What Should Families Ask When Visiting Las Palmas?

Based on this facility's data, families visiting should ask: "Can you walk me through typical staffing levels on day, evening, and night shifts?" "Can I visit during a mealtime to observe dining assistance and food quality?" "How do you handle medical emergencies, and what is your hospital transfer rate?" "Can I speak with family members of current residents about their experience?" These questions are particularly relevant given the below-average staffing rating.

Is Las Palmas Safe?

Based on CMS inspection data, LAS PALMAS has a clean safety record: no substantiated abuse findings (meaning no confirmed cases of resident harm), no Immediate Jeopardy citations (the most serious violation level indicating risk of serious injury or death), and is not on the Special Focus Facility watch list (a federal program monitoring the lowest-performing 1% of nursing homes). The facility has a 4-star overall rating and ranks #1 of 100 nursing homes in Texas. While no facility is perfect, families should still ask about staff-to-resident ratios and recent inspection results during their visit.

Do Nurses at Las Palmas Stick Around?

LAS PALMAS has a staff turnover rate of 42%, which is about average for Texas nursing homes (state average: 46%). Moderate turnover is common in nursing homes, but families should still ask about staff tenure and how the facility maintains care continuity when employees leave.

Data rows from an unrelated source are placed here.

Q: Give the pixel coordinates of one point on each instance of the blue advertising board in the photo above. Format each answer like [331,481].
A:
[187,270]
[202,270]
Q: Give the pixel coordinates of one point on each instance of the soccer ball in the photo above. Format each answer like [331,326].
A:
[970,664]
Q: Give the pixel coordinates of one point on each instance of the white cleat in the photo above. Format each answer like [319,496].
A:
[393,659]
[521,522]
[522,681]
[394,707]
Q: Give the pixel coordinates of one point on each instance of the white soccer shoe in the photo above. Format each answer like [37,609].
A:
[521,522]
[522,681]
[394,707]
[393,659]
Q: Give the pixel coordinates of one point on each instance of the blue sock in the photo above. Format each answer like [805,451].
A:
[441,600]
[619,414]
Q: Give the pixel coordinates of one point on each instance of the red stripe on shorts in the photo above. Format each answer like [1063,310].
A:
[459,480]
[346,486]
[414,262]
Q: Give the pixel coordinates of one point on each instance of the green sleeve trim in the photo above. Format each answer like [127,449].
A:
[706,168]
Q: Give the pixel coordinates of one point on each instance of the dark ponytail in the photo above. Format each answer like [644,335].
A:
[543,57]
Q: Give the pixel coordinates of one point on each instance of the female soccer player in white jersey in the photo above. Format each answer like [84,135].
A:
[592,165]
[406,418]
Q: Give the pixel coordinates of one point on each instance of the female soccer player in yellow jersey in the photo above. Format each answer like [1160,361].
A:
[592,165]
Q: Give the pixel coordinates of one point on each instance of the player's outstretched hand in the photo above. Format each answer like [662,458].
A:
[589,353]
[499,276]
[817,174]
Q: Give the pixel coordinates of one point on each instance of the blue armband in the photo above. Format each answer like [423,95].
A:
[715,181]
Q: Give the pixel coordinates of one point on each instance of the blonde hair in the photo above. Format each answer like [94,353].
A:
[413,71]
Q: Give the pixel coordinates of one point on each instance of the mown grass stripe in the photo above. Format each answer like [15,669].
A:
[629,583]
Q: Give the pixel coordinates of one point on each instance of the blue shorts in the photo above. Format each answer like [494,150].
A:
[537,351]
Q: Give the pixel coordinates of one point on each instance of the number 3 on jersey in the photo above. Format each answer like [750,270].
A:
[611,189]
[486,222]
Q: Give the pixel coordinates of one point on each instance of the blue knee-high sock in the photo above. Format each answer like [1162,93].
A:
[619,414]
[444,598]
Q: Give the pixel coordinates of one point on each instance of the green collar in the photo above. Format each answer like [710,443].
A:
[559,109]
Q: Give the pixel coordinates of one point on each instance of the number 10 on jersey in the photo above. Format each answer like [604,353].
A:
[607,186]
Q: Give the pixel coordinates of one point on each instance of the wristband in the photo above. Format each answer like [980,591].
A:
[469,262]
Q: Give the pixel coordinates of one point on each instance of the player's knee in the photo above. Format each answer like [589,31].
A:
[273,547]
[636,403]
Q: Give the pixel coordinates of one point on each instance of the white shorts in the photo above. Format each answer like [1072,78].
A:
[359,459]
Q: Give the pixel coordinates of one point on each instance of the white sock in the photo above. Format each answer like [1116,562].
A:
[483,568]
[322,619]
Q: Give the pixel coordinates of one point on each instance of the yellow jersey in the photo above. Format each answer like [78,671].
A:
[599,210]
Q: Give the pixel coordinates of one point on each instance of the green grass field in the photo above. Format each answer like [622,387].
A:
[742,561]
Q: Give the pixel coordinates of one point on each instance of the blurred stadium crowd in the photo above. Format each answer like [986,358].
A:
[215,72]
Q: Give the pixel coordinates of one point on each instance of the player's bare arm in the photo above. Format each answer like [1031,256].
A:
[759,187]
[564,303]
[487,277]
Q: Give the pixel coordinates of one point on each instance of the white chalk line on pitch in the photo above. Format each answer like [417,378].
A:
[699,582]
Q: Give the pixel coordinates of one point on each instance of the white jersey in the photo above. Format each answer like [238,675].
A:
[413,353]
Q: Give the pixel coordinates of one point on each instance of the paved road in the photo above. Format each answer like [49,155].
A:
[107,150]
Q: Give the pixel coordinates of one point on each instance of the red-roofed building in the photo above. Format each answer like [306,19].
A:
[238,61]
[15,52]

Was Las Palmas Ever Fined?

LAS PALMAS has no federal fines on record. CMS issues fines when nursing homes fail to meet care standards or don't correct problems found during inspections. The absence of fines suggests the facility has either maintained compliance or corrected any issues before penalties were assessed. This is a positive indicator, though families should still review recent inspection reports for the full picture.

Is Las Palmas on Any Federal Watch List?

LAS PALMAS is not on any federal watch list. The most significant is the Special Focus Facility (SFF) program, which identifies the bottom 1% of nursing homes nationally based on persistent, serious quality problems. Not being on this list means the facility has avoided the pattern of deficiencies that triggers enhanced federal oversight. This is a positive indicator, though families should still review the facility's inspection history directly.